Perceptible delay is not really the relevant measure here. In M/S processing (or any kind of processing which involves summing) a substantial delay will create comb filtering.
The measure of "substantial" is how many degrees at a particular frequency. A fixed delay will be a higher percentage of a full cycle at higher frequencies, so generally for worst case you would consider the effect at 20kHz (even though for most adults behavior at 20kHz is not particularly relevant it gives a nice consistent worst case target to use).

The propagation velocity at low frequencies is not quite the same as at high frequencies, but for a quick analysis you can just assume it is the same, and then dig into more precise details if it is within an order of magnitude of something you care about.
Propagation velocity in twisted pair is around 70% of free air, so about 200Mm/s, or equivalently about 5ns/m.
Period of 20kHz is 1/20k or 50us.

So the difference in propagation delay between 6m and 0.3m is the propagation time through 5.7m, or just under 30ns.
30ns/50us is 0.00057, or 0.057% of a wavelength. One degree is 1/360=0.28% of a wavelength, so the difference in propagation delay through an extra 5.7m of cable is around 0.2 degrees.
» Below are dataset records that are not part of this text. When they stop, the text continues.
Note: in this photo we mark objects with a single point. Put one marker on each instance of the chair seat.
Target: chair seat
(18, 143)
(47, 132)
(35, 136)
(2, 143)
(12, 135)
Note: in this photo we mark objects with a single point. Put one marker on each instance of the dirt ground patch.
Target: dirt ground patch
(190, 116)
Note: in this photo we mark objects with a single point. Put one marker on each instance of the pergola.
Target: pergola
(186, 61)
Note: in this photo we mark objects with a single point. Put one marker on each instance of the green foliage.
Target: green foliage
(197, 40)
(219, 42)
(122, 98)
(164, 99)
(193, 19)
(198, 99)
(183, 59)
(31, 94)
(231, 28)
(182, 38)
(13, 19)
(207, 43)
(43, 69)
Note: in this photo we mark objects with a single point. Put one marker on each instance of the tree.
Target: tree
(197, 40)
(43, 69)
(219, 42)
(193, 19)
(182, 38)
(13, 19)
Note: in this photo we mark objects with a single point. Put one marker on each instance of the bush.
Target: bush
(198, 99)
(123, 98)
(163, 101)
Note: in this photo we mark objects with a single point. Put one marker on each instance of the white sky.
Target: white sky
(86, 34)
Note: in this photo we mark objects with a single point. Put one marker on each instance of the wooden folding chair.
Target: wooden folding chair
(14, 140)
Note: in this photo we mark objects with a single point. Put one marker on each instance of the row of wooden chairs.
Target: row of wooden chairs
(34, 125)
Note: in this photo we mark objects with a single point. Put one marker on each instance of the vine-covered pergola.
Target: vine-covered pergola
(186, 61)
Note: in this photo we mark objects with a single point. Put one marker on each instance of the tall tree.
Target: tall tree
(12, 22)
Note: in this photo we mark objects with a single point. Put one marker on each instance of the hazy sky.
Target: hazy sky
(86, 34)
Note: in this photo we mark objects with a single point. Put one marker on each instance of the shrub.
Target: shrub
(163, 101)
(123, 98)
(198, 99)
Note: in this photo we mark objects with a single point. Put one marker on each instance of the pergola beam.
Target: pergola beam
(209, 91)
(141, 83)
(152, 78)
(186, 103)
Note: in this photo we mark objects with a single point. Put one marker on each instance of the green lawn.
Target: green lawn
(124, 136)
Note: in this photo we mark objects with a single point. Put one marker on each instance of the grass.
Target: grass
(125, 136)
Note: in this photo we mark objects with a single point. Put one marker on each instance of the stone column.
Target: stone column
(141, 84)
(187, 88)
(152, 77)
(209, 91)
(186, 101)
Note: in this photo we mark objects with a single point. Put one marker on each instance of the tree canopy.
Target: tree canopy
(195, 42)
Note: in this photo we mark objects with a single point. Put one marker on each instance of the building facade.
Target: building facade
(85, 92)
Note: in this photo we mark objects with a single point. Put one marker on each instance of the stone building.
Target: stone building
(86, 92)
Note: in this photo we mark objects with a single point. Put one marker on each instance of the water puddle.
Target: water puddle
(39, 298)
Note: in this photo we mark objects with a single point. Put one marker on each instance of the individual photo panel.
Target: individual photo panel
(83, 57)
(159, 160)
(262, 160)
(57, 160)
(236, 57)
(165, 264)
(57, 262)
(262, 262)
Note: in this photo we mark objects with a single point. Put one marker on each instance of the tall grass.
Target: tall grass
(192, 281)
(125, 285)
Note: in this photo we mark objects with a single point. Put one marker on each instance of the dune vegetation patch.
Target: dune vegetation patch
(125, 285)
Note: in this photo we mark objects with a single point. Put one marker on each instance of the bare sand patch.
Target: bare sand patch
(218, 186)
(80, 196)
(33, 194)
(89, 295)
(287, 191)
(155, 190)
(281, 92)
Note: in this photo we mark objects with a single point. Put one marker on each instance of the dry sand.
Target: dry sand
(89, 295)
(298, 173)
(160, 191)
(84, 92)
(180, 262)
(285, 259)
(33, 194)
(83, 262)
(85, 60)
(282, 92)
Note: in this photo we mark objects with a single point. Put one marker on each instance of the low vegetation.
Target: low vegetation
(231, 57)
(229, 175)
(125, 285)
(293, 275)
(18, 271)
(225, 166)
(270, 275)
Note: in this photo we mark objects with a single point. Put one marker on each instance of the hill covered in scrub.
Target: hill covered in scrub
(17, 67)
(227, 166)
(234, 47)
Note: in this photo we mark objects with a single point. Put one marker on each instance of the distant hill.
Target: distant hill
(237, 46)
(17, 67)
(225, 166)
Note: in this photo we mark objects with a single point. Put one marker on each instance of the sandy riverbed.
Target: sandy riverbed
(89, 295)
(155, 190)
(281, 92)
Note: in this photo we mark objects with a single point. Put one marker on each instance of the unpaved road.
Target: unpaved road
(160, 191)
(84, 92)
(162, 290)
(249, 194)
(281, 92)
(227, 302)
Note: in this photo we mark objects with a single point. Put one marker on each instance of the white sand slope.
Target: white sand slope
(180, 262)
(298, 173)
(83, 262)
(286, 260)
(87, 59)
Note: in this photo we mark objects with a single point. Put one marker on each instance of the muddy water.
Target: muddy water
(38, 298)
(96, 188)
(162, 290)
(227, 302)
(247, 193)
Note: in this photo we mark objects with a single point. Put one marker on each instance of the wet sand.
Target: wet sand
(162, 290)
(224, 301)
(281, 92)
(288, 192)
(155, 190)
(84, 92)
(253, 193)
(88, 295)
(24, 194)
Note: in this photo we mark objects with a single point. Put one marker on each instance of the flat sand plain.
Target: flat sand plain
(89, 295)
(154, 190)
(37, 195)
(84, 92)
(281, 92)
And of course relatively less at lower frequencies.
I don't have time to whip up a Matlab script that shows the effect of summing two identical 20kHz sine waves with a 0.2 degree offset, but needless to say it will be very small.
In a real system that will be down in the noise, and for a M/S setup you should not typically have the M and S signal at almost the same amplitude in both channels, so any combing will be even less if the signals are not identical amplitude.

A little bit long winded, but an example of how you can think through questions like this and get a little better understanding of when you should be concerned rather than just looking to someone to give you a yes/no answer.

o.k. sounds good except I wasn't asking the question or looking for a yes or no answer.

 

[ccaudle]

I wasn't asking the question or looking for a yes or no answer.

The original poster was, I just used your reply as an easy jumping point to respond to the original question.